16th is good... anything over 6th level or so is fine if the story supports it... it might be a nice present at 20th level, which is going to be a long level, especially if the DM makes a rule about performing an epic deed to make epic levels.


----------



## KenM (Jul 22, 2004)

When the paladin backstabs another paladin and takes his holy avenger.


----------



## Nuclear Platypus (Jul 23, 2004)

I think the holy avenger should be created sort of like how the samurai's daisho gets spiffed up in OA as in it becomes more powerful with time. Sacrificing XP would be more appropriate than gold IMO as well.


----------



## DM_Matt (Jul 23, 2004)

Never.  I dont want to roll against weak SR for every darn spell cast and dispelling against every baddie buff every round.  It bogs down the game waaaay too much.


----------



## MCakaTLK (Jul 23, 2004)

Personally, I think the best use of a Holy Avenger is to give 2 paladins 1 of them.


----------



## Lord Pendragon (Jul 23, 2004)

DM_Matt said:
			
		

> Never.  I dont want to roll against weak SR for every darn spell cast and dispelling against every baddie buff every round.  It bogs down the game waaaay too much.

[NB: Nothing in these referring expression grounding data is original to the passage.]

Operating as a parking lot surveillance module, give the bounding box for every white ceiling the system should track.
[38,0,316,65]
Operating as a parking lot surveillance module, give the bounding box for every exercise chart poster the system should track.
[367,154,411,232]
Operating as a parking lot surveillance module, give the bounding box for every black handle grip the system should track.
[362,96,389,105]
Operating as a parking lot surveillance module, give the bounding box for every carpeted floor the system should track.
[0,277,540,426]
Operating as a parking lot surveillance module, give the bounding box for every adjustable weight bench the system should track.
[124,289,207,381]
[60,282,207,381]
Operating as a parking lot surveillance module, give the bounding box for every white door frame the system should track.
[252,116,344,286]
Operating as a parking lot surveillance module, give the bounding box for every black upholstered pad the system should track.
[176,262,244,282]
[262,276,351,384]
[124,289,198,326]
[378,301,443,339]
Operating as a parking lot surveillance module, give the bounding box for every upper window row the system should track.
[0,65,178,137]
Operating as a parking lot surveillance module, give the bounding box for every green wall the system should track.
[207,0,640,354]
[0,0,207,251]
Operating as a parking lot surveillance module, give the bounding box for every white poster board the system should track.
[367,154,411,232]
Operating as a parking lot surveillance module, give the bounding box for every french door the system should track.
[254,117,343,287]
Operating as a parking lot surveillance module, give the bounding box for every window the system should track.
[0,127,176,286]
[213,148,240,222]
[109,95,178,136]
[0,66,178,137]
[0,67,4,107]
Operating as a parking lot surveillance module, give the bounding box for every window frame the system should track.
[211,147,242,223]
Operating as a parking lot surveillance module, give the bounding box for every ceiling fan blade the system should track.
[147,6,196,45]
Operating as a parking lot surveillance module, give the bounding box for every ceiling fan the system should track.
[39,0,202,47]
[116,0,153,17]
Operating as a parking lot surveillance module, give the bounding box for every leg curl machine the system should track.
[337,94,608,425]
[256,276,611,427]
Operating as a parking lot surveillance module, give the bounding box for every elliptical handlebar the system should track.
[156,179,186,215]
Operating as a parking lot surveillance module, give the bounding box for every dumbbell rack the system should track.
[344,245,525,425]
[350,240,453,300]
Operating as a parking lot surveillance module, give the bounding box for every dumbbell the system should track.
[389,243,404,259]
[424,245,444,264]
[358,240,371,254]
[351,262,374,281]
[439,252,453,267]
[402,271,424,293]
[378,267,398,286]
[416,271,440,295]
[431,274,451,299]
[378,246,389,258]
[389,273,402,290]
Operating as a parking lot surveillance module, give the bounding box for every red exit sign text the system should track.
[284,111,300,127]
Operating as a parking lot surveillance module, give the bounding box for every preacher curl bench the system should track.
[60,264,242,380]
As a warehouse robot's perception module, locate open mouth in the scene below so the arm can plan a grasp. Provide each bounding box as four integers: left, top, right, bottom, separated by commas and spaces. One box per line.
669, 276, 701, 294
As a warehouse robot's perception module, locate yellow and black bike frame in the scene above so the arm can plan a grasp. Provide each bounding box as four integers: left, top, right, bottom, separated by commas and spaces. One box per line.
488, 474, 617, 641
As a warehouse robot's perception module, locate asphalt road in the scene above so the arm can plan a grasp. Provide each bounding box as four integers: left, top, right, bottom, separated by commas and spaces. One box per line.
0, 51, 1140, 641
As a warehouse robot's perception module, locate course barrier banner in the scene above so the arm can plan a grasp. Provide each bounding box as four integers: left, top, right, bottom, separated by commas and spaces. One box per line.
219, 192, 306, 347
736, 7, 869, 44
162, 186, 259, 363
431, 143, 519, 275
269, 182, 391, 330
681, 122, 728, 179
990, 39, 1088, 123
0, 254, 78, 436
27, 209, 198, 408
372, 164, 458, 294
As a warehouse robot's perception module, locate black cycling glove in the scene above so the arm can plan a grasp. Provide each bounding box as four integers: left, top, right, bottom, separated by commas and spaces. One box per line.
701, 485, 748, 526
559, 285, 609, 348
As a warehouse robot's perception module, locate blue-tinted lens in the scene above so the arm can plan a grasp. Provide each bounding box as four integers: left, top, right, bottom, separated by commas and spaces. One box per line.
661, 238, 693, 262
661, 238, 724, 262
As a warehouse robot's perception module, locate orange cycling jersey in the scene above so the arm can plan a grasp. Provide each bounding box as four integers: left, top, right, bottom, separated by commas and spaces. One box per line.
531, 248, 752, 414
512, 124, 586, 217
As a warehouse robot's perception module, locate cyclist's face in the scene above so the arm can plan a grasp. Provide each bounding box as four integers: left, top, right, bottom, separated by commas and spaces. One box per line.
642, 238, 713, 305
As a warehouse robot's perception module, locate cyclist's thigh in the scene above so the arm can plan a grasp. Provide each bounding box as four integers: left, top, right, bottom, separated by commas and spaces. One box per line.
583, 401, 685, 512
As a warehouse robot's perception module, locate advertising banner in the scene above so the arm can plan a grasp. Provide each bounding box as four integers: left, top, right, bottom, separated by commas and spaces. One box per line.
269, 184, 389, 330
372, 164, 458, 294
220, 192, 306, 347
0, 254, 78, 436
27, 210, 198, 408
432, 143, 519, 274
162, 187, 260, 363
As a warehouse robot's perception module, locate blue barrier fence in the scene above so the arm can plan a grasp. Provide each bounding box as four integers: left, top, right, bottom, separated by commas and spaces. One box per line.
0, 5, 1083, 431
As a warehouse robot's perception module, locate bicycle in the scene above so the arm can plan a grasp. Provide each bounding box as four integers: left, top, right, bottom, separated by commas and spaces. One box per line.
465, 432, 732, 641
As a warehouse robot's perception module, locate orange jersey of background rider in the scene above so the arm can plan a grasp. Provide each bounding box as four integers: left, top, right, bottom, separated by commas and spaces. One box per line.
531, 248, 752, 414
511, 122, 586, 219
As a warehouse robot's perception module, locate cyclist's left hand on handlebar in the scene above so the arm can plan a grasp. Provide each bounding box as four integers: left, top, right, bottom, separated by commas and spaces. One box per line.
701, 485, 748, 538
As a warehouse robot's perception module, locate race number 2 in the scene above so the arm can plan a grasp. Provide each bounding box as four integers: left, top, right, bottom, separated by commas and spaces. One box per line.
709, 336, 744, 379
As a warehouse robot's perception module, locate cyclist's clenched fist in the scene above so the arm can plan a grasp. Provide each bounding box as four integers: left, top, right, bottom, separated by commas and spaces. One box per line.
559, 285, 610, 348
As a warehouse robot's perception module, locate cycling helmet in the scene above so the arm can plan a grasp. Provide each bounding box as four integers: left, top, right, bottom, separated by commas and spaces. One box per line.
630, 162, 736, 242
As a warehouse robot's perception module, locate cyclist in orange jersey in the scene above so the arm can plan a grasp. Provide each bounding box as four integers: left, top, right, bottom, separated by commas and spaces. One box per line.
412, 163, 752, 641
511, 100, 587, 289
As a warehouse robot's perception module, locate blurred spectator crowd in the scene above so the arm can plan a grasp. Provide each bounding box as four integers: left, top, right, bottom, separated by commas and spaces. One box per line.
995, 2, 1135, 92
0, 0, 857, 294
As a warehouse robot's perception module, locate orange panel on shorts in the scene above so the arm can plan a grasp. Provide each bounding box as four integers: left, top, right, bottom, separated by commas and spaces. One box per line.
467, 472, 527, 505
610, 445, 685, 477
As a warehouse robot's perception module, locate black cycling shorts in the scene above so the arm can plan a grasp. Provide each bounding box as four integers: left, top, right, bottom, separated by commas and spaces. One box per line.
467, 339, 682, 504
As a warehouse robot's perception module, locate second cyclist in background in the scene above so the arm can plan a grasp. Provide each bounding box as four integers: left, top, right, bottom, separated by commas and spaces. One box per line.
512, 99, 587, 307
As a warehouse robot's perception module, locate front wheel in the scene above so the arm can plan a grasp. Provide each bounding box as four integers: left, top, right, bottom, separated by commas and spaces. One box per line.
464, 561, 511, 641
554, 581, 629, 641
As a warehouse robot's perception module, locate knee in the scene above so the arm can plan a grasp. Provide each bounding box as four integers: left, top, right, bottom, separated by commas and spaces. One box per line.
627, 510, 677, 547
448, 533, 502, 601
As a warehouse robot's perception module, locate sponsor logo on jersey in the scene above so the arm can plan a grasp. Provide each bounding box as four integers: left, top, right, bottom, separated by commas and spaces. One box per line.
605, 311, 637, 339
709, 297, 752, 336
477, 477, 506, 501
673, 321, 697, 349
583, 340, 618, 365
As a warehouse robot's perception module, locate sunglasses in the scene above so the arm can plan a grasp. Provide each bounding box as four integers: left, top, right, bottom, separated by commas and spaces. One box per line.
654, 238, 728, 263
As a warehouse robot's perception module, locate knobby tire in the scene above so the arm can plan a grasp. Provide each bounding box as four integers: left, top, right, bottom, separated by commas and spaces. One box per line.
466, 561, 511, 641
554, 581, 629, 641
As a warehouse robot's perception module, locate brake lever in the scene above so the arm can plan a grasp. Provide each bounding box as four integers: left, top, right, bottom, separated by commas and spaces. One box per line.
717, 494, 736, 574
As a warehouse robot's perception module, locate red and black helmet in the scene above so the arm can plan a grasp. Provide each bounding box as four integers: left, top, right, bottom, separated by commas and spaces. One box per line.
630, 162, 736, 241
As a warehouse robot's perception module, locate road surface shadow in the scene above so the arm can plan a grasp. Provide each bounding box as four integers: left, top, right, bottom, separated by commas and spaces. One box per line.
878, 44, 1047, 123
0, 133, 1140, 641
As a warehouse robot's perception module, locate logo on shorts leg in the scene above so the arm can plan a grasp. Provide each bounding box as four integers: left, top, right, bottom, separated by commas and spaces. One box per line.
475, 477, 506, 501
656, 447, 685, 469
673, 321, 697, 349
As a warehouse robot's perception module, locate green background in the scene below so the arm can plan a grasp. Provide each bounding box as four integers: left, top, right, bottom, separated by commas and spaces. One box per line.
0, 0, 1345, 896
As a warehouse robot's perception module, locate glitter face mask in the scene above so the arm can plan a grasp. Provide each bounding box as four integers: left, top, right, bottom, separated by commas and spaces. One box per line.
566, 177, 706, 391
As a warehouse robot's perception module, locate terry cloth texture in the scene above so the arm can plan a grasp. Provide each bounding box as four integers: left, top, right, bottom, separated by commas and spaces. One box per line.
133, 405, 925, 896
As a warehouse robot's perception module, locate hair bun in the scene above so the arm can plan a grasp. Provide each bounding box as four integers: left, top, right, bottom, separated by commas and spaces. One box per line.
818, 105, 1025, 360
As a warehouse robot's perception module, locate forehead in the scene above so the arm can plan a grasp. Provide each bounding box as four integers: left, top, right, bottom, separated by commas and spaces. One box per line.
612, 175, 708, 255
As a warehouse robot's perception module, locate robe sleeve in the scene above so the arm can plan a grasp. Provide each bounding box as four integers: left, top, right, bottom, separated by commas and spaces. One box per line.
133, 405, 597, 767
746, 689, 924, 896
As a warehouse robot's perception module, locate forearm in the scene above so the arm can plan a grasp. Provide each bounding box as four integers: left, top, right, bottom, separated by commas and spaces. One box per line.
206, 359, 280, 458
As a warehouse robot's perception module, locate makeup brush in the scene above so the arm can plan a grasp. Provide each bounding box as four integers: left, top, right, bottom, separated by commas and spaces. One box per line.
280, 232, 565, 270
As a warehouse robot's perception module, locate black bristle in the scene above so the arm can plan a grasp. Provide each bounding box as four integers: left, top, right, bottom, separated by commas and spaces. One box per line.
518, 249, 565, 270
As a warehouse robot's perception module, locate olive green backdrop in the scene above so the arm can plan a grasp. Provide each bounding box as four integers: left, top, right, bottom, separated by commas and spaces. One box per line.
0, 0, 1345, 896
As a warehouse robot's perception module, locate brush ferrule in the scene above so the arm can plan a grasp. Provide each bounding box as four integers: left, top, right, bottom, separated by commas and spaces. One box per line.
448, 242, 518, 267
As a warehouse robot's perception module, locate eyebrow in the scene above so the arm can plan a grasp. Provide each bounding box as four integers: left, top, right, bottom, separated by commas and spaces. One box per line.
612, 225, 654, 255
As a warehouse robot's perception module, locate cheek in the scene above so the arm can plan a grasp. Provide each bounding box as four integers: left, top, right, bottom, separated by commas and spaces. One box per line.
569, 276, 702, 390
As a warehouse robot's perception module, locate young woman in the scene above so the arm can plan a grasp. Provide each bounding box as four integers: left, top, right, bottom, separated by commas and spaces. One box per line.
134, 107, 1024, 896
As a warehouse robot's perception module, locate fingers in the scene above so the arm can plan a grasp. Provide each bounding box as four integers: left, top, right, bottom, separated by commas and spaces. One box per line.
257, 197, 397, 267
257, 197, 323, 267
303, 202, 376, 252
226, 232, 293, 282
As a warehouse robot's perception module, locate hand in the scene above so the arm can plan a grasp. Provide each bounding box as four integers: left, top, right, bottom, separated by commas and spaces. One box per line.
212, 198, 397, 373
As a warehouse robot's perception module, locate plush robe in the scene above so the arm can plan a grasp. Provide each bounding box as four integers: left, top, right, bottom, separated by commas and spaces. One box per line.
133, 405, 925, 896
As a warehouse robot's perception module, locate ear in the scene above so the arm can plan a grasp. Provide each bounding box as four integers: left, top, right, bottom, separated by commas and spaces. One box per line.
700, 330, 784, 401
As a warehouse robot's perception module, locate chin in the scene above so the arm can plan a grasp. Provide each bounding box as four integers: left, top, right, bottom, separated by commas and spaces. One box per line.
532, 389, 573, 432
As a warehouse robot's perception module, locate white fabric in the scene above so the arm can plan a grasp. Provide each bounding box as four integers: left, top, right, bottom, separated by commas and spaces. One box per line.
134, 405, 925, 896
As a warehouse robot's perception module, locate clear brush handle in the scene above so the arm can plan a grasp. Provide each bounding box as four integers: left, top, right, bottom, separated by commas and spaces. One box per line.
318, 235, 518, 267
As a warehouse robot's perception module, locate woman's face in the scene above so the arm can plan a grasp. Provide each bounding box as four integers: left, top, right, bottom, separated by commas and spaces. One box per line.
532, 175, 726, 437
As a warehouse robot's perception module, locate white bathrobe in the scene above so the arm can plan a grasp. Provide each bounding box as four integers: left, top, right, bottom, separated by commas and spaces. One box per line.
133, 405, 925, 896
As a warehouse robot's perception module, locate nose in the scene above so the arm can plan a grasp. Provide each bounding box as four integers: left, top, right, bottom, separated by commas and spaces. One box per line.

Are you speaking from experience?  Since the SR only applies to spells specifically targetting the paladin, I'd hardly think you'd have to roll for every spell cast.  And since using the _Greater Dispel Magic_ ability of the Holy Avenger requires a standard action, and thus the paladin cannot attack any round he uses it, my guess is that you'll hardly be rolling for _Area Dispels_ every round.

But I've never DMed one, so perhaps in practice it's different.


----------



## Inconsequenti-AL (Jul 23, 2004)

I'd go for as soon as they can gather the 120,630 GP and make it down to the friendly local Magic 'o Mart. Holy avengers are found between the Staffs of Power section and the Wishes aisle...


I'm quite a fan of unlockable weapons. I'd consider starting them with a Holy Sword at some reasonable level. Over time they can unlock the swords powers. And quite probably it's ego as well.

Full Holy avenger ~ 16th I reckon.


----------



## Plane Sailing (Jul 23, 2004)

The SR of the holy avenger is so weak it is hardly worth having.


----------



## jmucchiello (Jul 23, 2004)

Lord Pendragon said:
			
		

> And since using the _Greater Dispel Magic_ ability of the Holy Avenger requires a standard action, and thus the paladin cannot attack any round he uses it, my guess is that you'll hardly be rolling for _Area Dispels_ every round.



DM: The door is magically sealed.
PAL: I greater dispel around the door.
DM (die roll): The door is still sealed.
PAL: I greater dispel around the door again.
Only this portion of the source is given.